Kabinet voert toch geen minimumuurtarief voor zzp’ers in

Kabinet voert toch geen minimumuurtarief voor zzp’ers in

Er komt toch geen minimumuurtarief voor zelfstandigen zoals het kabinet vorig jaar aankondigde. Zo’n maatregel is een te grote administratieve last, zorgt voor veel onduidelijkheid, heeft geen draagvlak en is niet uitvoerbaar en handhaafbaar voor de betrokken overheidsdiensten.

Dat schrijven minister Wouter Koolmees (Sociale Zaken) en staatssecretaris Hans Vijlbrief (Belastingdienst) maandag aan de Tweede Kamer.

De bewindspersonen concluderen dat het voor opdrachtgevers en opdrachtnemers te moeilijk is om een juist uurtarief te berekenen. Er worden bijvoorbeeld directe kosten gemaakt die relevant zijn voor het uurtarief, maar ook indirecte kosten die dat niet zijn.

“Bij het invoeren van een minimumtarief is het noodzakelijk om te regelen voor welke uren dit minimumtarief geldt en met welke kosten bij de berekening van het minimumtarief rekening wordt gehouden”, schrijven Koolmees en Vijlbrief.

Alle zzp’ers krijgen te maken met de onduidelijkheden. “Het is helaas niet mogelijk gebleken om hier eenvoudig toepasbare regels voor te bedenken”, aldus de bewindslieden.

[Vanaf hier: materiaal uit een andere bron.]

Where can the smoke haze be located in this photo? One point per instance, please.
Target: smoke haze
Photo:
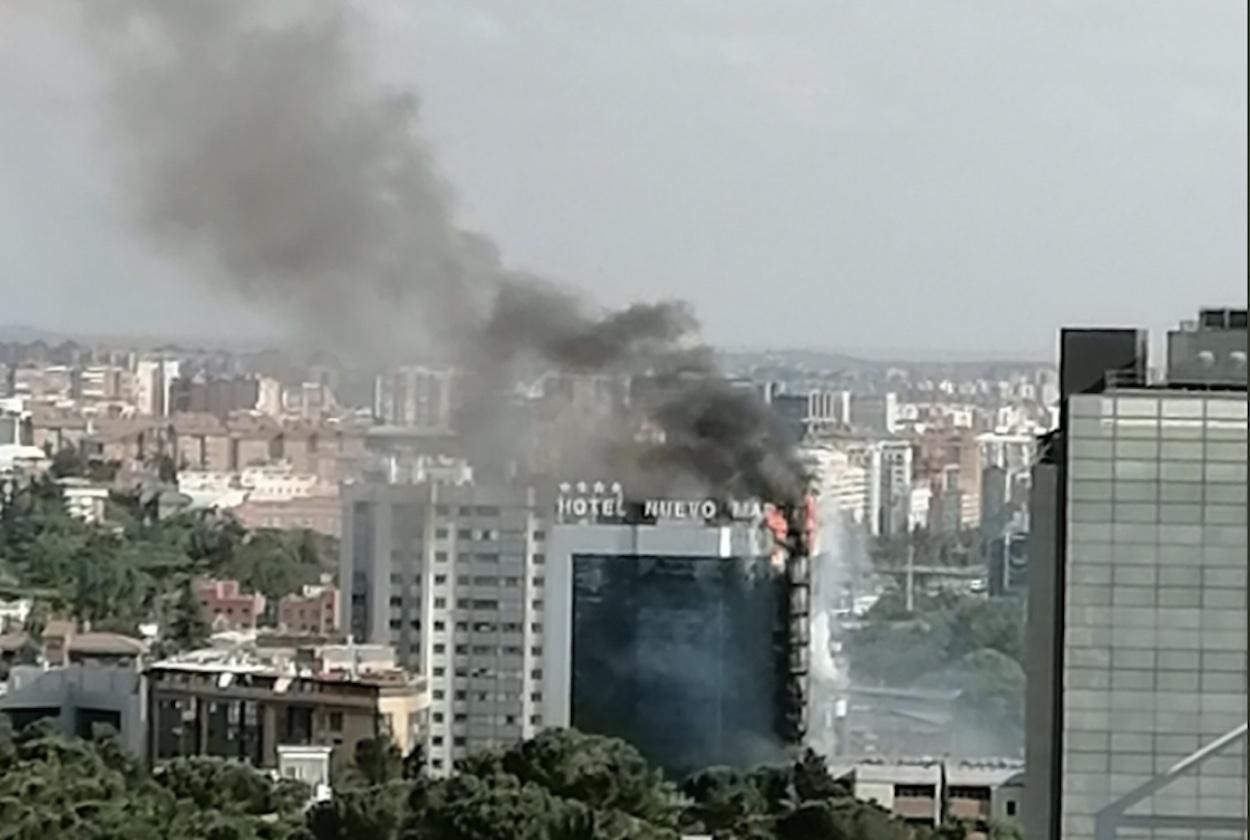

Kabinet gaat door met testen van webmodule

Het kabinet zoekt naar oplossingen om schijnzelfstandigheid tegen te gaan. De bouw van een zogenoemde webmodule is daar een onderdeel van. Dat moet opdrachtgevers vooraf zekerheid geven of iemand zzp’er is of eigenlijk een vast dienstverband moet krijgen. Dat maakt voor de Belastingdienst namelijk veel uit hoeveel premies en heffingen je uiteindelijk moet betalen.

Als uit de beantwoorde vragen van de webmodule blijkt dat een opdrachtnemer als zzp’er aan de slag kan gaan, dan krijgt de opdrachtgever een opdrachtgeversverklaring. Met die verklaring op zak hebben zij duidelijkheid over het afdragen van loonheffingen en werknemerspremies.

Het kabinet is aan het testen met de webmodule en ziet vooralsnog genoeg reden hiermee door te gaan.

Uit een eerste onderzoek onder zakelijke opdrachtgevers die de module hebben ingevuld, blijkt dat voor een kwart een opdrachtgeversverklaring kan worden gegeven en dat bij de helft sprake is van een dienstverband. Bij het overige kwart kon geen oordeel worden gegeven.

De foutmarge noemen Koolmees en Vijlbrief “aanvaardbaar”. Vooral vergeleken met de huidige situatie met de Wet deregulering beoordeling arbeidsrelaties (Wet DBA), de opvolger van de VAR-verklaring. Opdrachtgevers ervaren veel onduidelijkheid over of zij een opdrachtnemer nu wel of niet in dienst moeten nemen. Daarom is handhaving van de Wet DBA uitgesteld tot 1 januari 2021. Na de zomer wordt gekeken of die periode wordt verlengd.

Wanneer de webmodule door iedereen kan worden gebruikt, is nog niet bekend. Er wordt na de zomer een pilot opgestart van een half jaar.